Elle quitte avec bonheur l’école privée pour le collège d’enseignement technique pour préparer un BEP de secrétariat. Elle s’entend bien avec le professeur de français avec qui elle discute souvent après la classe. Elle arrive même à se faire une amie parmi ses camarades de classe, une fille qui se sent aussi perdue et étrangère à ce monde qu’elle. Elles unissent leur solitude.
Son diplôme en poche, elle rentre très vite aussi dans la vie active. Elle se marie avec un résiliant. Ils ont rapidement deux enfants. Elle les adore mais après avoir tant retenu ses sentiments, elle n'arrive pas à les exprimer.
La jeune fille taciturne, solitaire apprend petit à petit à s’ouvrir aux autres mais l’enfant et adolescente rebelle ne s’effacera jamais complètement en elle.
Elle continuera à condamner toutes les injustices dont elles, ses proches sont victimes mais aussi les autres ce qui est nouveau et prouve que sa socialisation est en cours.
Elle abandonne vite le secrétariat pour aider les demandeurs d’emploi à retrouver vite un travail. C’est pour elle une façon de lutter contre une des plus grandes injustices qui soient les licenciements où ce sont souvent les plus fragilisés ou les plus rebelles, ceux qui n’acceptent pas le système, qui en sont victimes.
Elle crée un blog citoyen où elle osera s’attaquer à ceux qui détiennent le pouvoir localement et en abusent souvent. Elle est fière d’arriver à faire déplacer la télévision pour tenter de sauver un commerce en grande difficulté. Elle rentre même en politique chez les verts car elle pense naïvement qu’ils sont moins intéressés que les autres par le pouvoir. Elle quitte les verts pour le modem qu’elle croit un parti modéré ni à gauche, ni à droite prenant le meilleur des idées où elles sont. Elle se rend compte que le centre sera une utopie tant que la majorité de ses représentant seront à droite. Elle se rend compte aussi que l’engagement citoyen à des motivations bien personnelles et que c’est un pseudo altruisme.

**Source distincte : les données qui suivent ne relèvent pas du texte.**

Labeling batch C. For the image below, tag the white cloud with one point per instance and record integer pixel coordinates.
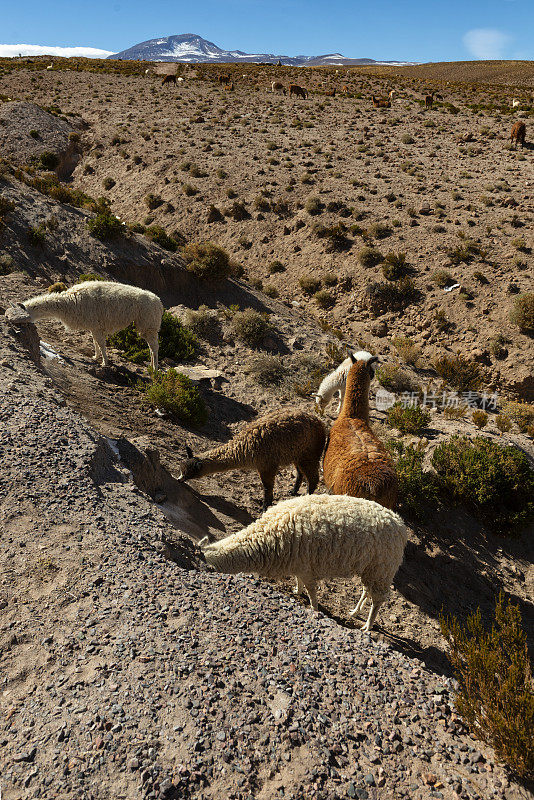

Le temps a passé très vite, elle approche des 60 ans et son employeur, dans son projet de rajeunir ses effectifs, lui met la pression pour qu’elle craque et qu’elle vienne en position de faiblesse négocier son départ. Elle résistera à toutes les humiliations et harcèlements subis. Mais tenir ne suffit pas, que serait la résistance sans l’action ? Elle décide alors de le poursuivre en justice et finit par gagner après plus de 3 ans de combat.
Elle prend sa retraite aussitôt après épuisée par ces années de résilience et résistance dont elle ne sortira pas indemne.
Elle mène maintenant une existence tranquille avec son époux et n’a plus aucune volonté de combattre les injustices de ce monde. Elle arrive maintenant à exprimer mieux ses émotions et sentiments. Elle couvre ses petits enfants de bisous et de câlins.
Elle peut enfin penser à elle et à ceux qu’elle aime. Certains qui connaissent sa nature profonde de militante des causes perdues lui font des propositions d’engagement dans des associations caritatives qu’elle refuse. Peu lui importe les autres ils trouveront toujours des militants dans l’âme pour les défendre. C’est très égoïste certes mais elle ne culpabilise pas et profite des petits bonheurs de la vie tout simplement.
Alors vous comprendrez que quand elle a découvert le dernier défi 139 des croqueurs de mots des croqueurs de mots sur la résistance, elle s'est retrouvée bloquée pour y répondre. Elle a décidé avec le texte qui précède d'expliquer pourquoi.